Orang-orang itu hanya terdiam.

"Cepat!" James membentak.

Orang yang dibentak tidak ingin menuruti saja keinginan James.

"Tuan James, kita sepakat jika di atas kapal, aku yang memimpin," seorang pria bertubuh agak gemuk tampaknya enggan diberi perintah. "Anda tidak lupa itu kan, Tuan?"

Samantha tersenyum. Dia merasa ada yang lucu dengan situasi yang ada di hadapannya. James tidak ingin gadis itu turut serta. Padahal, sebaliknya dia diperbolehkan untuk turut serta oleh si pemilik kapal.

"Akhh! Ya, ya, ya, aku tidak bisa melarang." James menatap Samantha. "Tapi, kau jangan menyusahkanku."

Mata Samantha mendelik.

"Hei, hei, engkau sudah membawa perbekalan?" James heran karena Samantha membawa sebuah koper. Dia mengambil koper yang semula tersembunyi di dalam pos jaga.

"Aku tidak ingin ibuku tahu jika aku pergi. Koper ini sudah dipersiapkan sejak kemarin. Andaikan ada kapal yang siap membawaku, aku bisa langsung pergi."

Semua orang yang mendengar penjelasan Samantha, memasang wajah terheran-heran sekaligus kagum. Diantara mereka ada yang mengacungkan jempol. Memuji kecerdasan gadis itu.

"Ternyata kau memang sudah menyiapkan semuanya, Nona." pria bertubuh agak gemuk _belakangan diketahui jika dia pemilik kapal_ memuji Samantha. "Ah, selamat datang di kapal Bintang Timur, Nona."

"Tuan, bisakah kita berangkat lebih cepat?" Samantha mengajukan permintaan.

"Tentu saja, Nona. Kenapa pula harus terburu-buru?"

Jawaban dari pertanyaan itu segera diperoleh karena dari kejauhan tengah berlari dua orang laki-laki ke arah tepi dermaga. Mereka mengarah tepat ke kapal yang ditumpangi Samantha.

Bagi Samantha, kedua orang itu bisa menjadi penghalang akan niatnya. Dia tahu jika sang ibu mengirimkan orang untuk memantau gadis itu meskipun dari kejauhan. Dia menyadari hal itu sejak beberapa saat lalu.

Kini, ketika kedua orang itu mendekat maka Samantha segera meminta si kapten kapal untuk menarik sauh dan segera menjauh dari dermaga. Mata gadis itu menatap ke arah dua laki-laki tersebut yang terlihat kecewa. Mereka berdua tertunduk lesu. Mungkin saja majikannya akan memarahi mereka karena tidak bisa melaksanakan tugas dengan baik.

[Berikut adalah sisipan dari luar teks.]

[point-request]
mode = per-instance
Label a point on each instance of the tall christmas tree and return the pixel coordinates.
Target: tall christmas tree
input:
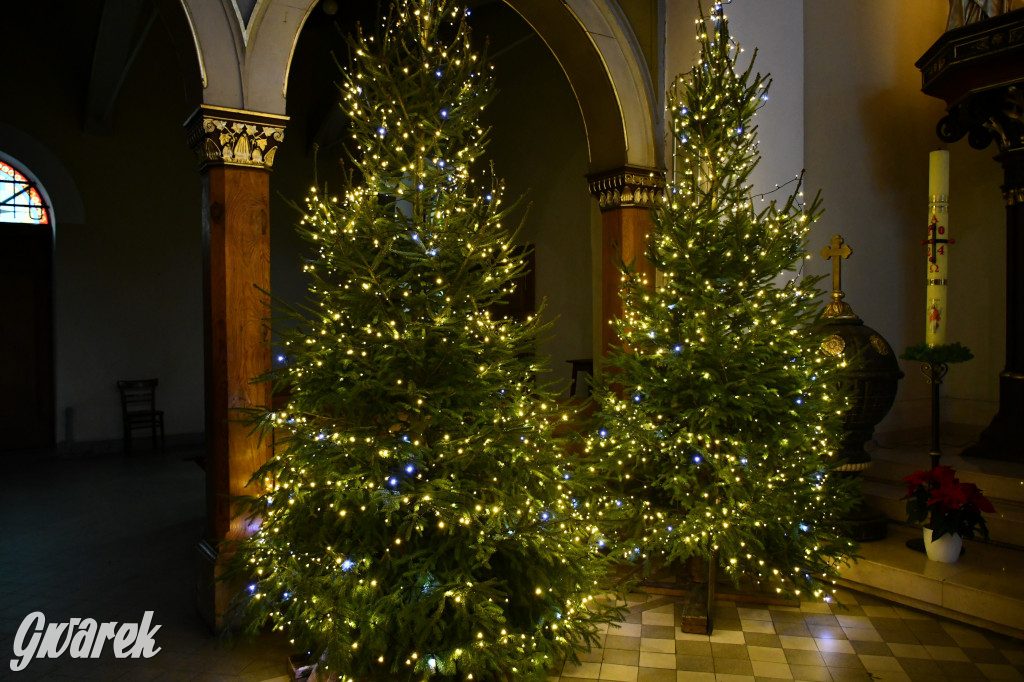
(419, 519)
(719, 416)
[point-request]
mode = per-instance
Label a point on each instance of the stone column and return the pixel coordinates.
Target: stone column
(978, 71)
(626, 197)
(236, 152)
(1004, 439)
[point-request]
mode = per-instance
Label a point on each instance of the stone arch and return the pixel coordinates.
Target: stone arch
(241, 59)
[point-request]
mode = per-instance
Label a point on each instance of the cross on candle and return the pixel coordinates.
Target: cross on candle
(837, 252)
(938, 244)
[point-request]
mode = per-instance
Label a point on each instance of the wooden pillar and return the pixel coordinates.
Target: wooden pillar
(626, 197)
(1004, 439)
(236, 151)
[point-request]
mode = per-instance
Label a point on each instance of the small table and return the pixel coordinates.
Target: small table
(584, 365)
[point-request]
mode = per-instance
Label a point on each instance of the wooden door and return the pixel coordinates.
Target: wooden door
(27, 402)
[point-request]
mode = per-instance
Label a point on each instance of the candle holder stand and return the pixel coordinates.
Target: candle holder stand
(935, 363)
(934, 373)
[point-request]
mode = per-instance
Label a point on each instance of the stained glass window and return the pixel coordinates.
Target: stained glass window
(19, 200)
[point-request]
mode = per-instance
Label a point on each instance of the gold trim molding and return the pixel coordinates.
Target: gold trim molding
(222, 136)
(1014, 196)
(630, 186)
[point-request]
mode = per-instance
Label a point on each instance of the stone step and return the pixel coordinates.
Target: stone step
(985, 588)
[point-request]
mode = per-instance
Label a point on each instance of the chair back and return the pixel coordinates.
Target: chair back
(137, 395)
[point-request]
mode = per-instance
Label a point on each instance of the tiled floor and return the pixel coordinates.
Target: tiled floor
(863, 639)
(110, 538)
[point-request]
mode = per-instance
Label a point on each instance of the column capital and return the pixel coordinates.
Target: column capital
(629, 186)
(222, 136)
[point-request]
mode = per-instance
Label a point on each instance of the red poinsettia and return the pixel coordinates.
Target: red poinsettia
(936, 497)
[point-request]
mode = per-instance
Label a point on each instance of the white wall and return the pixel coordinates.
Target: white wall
(128, 281)
(868, 132)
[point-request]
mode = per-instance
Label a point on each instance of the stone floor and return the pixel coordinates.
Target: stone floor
(864, 638)
(112, 537)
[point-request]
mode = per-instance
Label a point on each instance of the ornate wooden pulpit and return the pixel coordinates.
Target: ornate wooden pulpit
(978, 71)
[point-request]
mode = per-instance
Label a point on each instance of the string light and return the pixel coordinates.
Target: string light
(729, 455)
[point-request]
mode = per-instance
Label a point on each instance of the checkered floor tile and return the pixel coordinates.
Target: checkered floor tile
(860, 639)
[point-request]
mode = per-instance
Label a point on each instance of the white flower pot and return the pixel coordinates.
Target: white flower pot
(945, 549)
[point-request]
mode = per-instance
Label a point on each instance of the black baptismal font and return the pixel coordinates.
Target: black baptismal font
(978, 71)
(869, 382)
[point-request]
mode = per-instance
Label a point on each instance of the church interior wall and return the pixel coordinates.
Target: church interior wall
(539, 147)
(868, 132)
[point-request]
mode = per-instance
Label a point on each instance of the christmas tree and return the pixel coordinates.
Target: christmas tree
(719, 416)
(419, 518)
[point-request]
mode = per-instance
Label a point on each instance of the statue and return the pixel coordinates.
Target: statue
(963, 12)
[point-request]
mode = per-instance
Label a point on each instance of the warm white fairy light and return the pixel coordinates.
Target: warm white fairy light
(721, 449)
(415, 466)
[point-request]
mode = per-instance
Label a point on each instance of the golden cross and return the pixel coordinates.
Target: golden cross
(837, 253)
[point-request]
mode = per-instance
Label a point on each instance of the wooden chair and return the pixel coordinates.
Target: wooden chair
(138, 410)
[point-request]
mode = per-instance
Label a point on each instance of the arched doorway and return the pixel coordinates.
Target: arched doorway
(27, 419)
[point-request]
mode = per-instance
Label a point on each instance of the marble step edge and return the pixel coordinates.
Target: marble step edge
(1006, 526)
(968, 591)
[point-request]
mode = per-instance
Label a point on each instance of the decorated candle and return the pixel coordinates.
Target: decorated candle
(938, 244)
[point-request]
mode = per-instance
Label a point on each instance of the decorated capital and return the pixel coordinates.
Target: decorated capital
(233, 137)
(630, 186)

"Sampaikan kepada ibuku, tidak usah khawatir! Aku hanya pergi sebentar!"

Percuma saja Samantha berusaha untuk dicegah. Gadis itu telah membuat keputusan sehingga sulit rasanya bagi dia untuk dicegah. Sungguh sia-sia saja mencegah Samantha untuk menarik kembali keputusannya.

***

Kapal Bintang Timur semakin menjauh dari Pelabuhan Singapura. Meninggalkan kapal-kapal berbagai ukuran yang berjejer di dermaga. Meninggalkan pula apa yang telah tersedia di sana. Kemudahan hidup sekaligus kesulitan yang pernah dialami.

"Nona, mumpung belum jauh ...," James mendekati Samantha yang berdiri di buritan.

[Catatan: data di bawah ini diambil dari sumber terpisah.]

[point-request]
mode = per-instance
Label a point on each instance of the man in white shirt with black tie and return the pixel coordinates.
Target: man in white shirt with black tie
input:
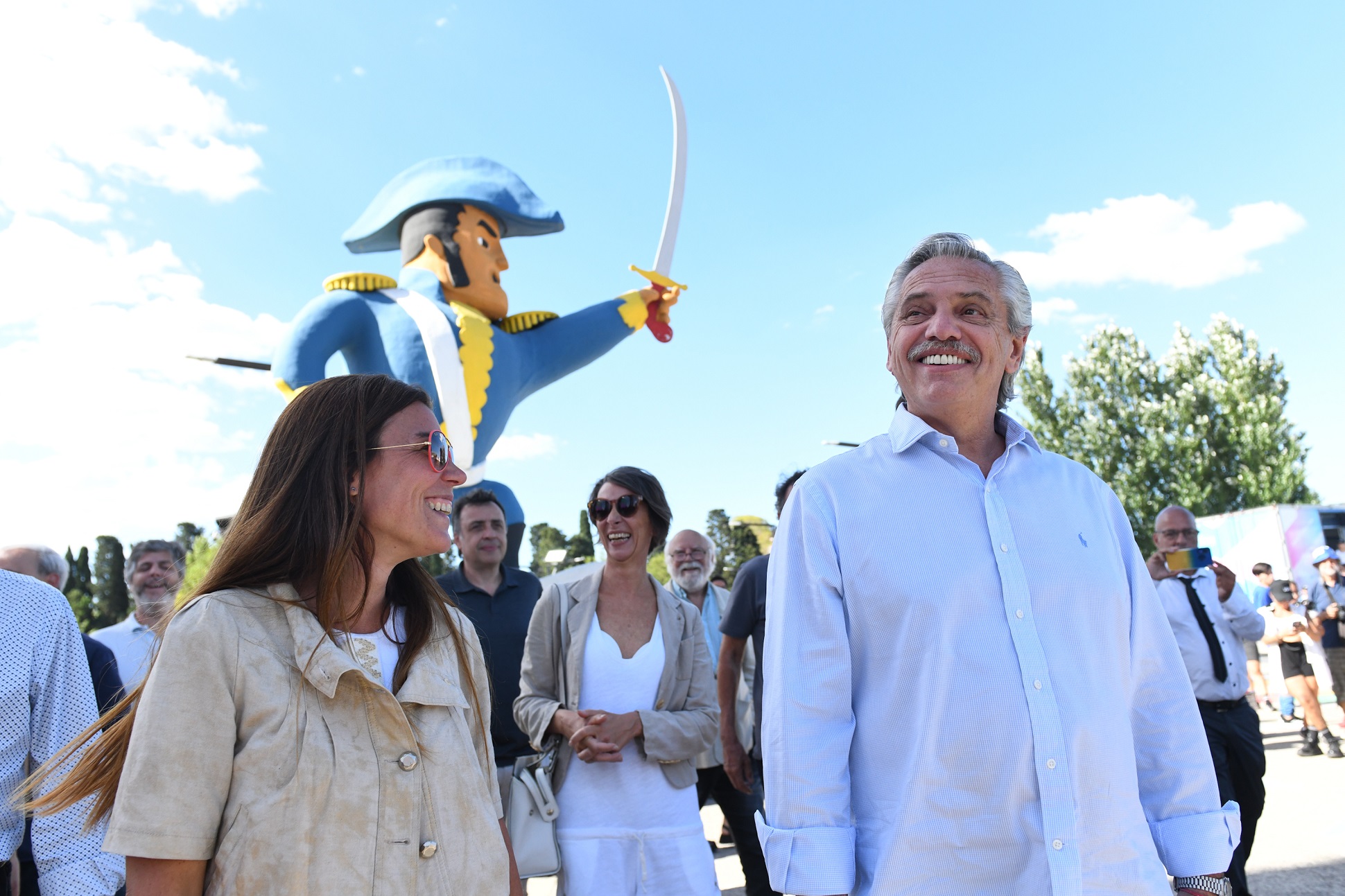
(1210, 618)
(1051, 748)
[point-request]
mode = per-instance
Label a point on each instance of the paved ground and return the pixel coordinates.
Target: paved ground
(1300, 843)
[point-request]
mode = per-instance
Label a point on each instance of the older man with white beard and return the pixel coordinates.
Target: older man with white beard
(970, 683)
(691, 560)
(154, 574)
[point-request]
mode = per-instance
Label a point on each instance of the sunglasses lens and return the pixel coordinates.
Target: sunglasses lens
(440, 453)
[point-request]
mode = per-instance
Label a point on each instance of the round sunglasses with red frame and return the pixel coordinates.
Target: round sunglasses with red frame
(439, 450)
(626, 505)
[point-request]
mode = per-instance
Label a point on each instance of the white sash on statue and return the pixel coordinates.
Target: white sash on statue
(447, 367)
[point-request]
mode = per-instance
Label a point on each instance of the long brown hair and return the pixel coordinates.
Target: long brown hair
(297, 524)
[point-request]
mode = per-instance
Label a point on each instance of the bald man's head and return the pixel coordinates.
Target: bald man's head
(1174, 529)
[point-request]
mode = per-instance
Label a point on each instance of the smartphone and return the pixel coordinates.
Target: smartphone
(1192, 559)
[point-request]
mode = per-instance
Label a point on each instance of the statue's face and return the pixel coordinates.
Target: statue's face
(478, 240)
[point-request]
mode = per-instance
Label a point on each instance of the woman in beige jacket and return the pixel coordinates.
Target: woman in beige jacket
(316, 721)
(634, 701)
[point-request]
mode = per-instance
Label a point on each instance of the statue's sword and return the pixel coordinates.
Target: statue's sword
(659, 277)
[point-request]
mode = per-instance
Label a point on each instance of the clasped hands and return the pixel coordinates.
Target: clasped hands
(599, 736)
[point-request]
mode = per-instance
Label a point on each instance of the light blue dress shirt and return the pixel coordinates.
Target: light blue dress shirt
(971, 685)
(1235, 620)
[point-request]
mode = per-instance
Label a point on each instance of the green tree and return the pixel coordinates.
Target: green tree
(187, 536)
(734, 545)
(198, 563)
(80, 588)
(658, 568)
(545, 537)
(1204, 427)
(582, 545)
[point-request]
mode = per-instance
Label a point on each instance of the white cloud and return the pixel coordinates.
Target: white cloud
(1152, 240)
(523, 447)
(100, 97)
(110, 428)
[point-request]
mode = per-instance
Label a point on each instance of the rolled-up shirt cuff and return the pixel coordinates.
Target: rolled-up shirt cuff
(1200, 844)
(808, 861)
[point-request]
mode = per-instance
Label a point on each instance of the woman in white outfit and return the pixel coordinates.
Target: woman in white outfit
(635, 703)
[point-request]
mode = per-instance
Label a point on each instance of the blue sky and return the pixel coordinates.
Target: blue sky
(205, 178)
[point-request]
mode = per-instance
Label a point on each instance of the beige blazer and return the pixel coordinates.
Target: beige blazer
(264, 747)
(685, 717)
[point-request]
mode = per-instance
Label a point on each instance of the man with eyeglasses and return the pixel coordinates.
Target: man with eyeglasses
(691, 560)
(1210, 618)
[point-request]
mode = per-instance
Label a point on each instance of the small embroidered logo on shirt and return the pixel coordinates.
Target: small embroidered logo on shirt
(366, 654)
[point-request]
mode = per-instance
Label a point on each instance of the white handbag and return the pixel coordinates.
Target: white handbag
(533, 810)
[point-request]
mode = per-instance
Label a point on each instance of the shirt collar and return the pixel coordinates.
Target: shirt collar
(460, 583)
(907, 430)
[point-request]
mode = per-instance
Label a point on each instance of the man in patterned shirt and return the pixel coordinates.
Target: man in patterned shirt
(47, 701)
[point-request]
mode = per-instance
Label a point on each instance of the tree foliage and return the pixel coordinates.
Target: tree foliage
(1204, 427)
(734, 545)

"Kenapa? Anda masih berharap saya membatalkan niat saya, Tuan James?"

"Perjalanan ini penuh resiko."

"Saya tahu, Tuan. Anda tidak usah memberitahu saya akan hal demikian."

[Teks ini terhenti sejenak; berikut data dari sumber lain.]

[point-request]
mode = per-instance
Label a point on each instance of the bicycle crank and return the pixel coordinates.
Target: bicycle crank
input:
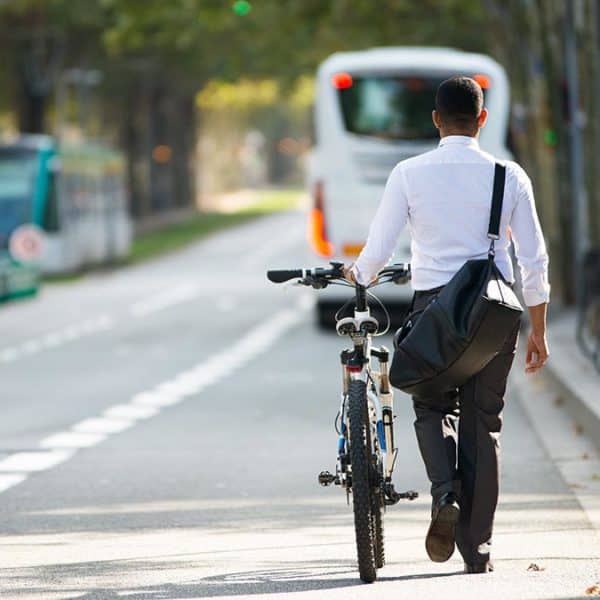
(393, 497)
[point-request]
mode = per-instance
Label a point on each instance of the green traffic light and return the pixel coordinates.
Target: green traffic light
(241, 7)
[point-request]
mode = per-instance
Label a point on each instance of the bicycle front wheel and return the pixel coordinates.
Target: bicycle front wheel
(360, 460)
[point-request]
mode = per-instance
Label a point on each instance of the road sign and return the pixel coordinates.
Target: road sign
(26, 243)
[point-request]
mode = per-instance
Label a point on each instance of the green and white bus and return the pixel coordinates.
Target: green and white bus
(74, 196)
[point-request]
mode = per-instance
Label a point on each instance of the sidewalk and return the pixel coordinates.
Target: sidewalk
(576, 380)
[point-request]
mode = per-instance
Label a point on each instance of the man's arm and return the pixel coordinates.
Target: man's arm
(389, 221)
(532, 257)
(537, 345)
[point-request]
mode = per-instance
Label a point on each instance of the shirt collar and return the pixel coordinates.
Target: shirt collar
(461, 140)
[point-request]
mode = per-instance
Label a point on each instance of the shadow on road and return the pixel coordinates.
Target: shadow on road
(302, 577)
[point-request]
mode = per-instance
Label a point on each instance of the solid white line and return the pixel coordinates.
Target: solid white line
(60, 446)
(8, 481)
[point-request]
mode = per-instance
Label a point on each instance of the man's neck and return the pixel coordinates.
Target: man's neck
(445, 133)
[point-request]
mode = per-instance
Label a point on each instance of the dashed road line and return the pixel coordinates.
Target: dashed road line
(53, 339)
(63, 445)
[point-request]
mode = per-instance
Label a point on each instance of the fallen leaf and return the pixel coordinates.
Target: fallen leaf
(593, 590)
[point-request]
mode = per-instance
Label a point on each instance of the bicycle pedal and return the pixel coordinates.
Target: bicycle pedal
(326, 478)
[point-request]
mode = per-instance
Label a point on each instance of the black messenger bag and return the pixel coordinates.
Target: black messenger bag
(462, 328)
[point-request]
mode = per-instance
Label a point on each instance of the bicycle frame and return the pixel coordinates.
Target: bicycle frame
(357, 365)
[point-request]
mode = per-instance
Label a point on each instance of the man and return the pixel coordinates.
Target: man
(445, 197)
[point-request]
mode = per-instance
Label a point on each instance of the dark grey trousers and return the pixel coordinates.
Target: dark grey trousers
(458, 435)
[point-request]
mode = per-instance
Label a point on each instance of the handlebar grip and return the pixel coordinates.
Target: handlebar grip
(281, 275)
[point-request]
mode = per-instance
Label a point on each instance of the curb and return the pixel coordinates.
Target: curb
(574, 377)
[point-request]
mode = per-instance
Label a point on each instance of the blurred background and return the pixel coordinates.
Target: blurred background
(250, 134)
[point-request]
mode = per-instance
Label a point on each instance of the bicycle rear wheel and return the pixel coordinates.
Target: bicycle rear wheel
(377, 516)
(360, 459)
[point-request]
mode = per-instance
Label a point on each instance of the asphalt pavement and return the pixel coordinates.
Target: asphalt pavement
(163, 426)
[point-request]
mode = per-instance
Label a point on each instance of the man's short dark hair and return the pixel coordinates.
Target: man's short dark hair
(459, 101)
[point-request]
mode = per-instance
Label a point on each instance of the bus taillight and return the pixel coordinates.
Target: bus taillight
(317, 230)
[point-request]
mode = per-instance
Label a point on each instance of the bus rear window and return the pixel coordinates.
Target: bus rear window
(390, 107)
(17, 178)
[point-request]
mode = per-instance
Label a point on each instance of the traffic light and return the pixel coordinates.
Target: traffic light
(241, 7)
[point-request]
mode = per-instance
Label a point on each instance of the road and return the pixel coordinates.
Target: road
(163, 426)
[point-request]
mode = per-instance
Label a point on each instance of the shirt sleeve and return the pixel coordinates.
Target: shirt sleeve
(389, 221)
(530, 247)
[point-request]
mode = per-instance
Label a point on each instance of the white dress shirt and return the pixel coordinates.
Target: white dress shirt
(445, 197)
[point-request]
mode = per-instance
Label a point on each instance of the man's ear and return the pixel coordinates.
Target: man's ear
(482, 118)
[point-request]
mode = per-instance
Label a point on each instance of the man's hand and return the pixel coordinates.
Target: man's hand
(537, 352)
(537, 346)
(348, 274)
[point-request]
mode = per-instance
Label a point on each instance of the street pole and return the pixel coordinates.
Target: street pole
(579, 204)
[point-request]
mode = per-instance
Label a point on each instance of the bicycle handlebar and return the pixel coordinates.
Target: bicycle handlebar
(283, 275)
(319, 277)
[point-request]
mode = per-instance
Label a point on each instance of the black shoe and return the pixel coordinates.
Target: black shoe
(485, 567)
(439, 542)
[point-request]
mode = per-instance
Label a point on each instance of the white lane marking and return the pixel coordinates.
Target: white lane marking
(60, 446)
(57, 338)
(102, 425)
(176, 295)
(27, 462)
(8, 481)
(226, 304)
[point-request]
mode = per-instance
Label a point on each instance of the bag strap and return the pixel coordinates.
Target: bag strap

Samantha berlalu meninggalkan James yang belum rela jika di kapal itu ada penumpang seorang wanita. Semua kru saling lirik. James menggelengkan kepala karena masih sulit menerima karena dia harus mengubah rencana.

"Oh, Nona. Tampaknya anda sudah siap menjadi seorang pelaut," si Kapten Kapal memuji penampilan baru dari Samantha yang keluar dari lambung kapal.

Samantha mengedipkan sebelah matanya.

"Tuan-tuan, anda jangan lupa jika saya putri seorang pelaut."

"Ya ya ya. Jika begitu, bersedia saya rekrut menjadi kru Bintang Timur?"

"Kenapa tidak."

"Oh, baiklah. Mulai petang ini, saya angkat Nona Samantha menjadi anak buah kapal Bintang Timur."

"Aha, saya bersedia menerima perintah, Kapten ... Kapten, siapa nama anda?"

"Muhsin, Panggil saya Kapten Muhsin." Orang yang bertubuh agak gemuk itu memperkenalkan diri sembari memegang kemudi. "Nah, dia si jangkung, Ali. Itu Luqman, Faisal dan Iskandar."

Mereka yang disebut namanya memberi salam hormat.

"Senang bekerja dengan anda, Tuan-tuan."

James menggelengkan kepala. Samantha malah semakin banyak bertingkah. Gadis itu naik ke tiang layar. Celana panjang dan kemeja putih yang dikenakannya memudahkan dia untuk bergerak. Samantha memicingkan mata. Memandangi cakrawala yang gelap tanpa semburat cahaya.

"Kapten, langit di sana gelap!" Samantha berteriak memberitahu Kapten Muhsin.

"Oh, itu pertanda akan ada badai, Nak. Bersiaplah!"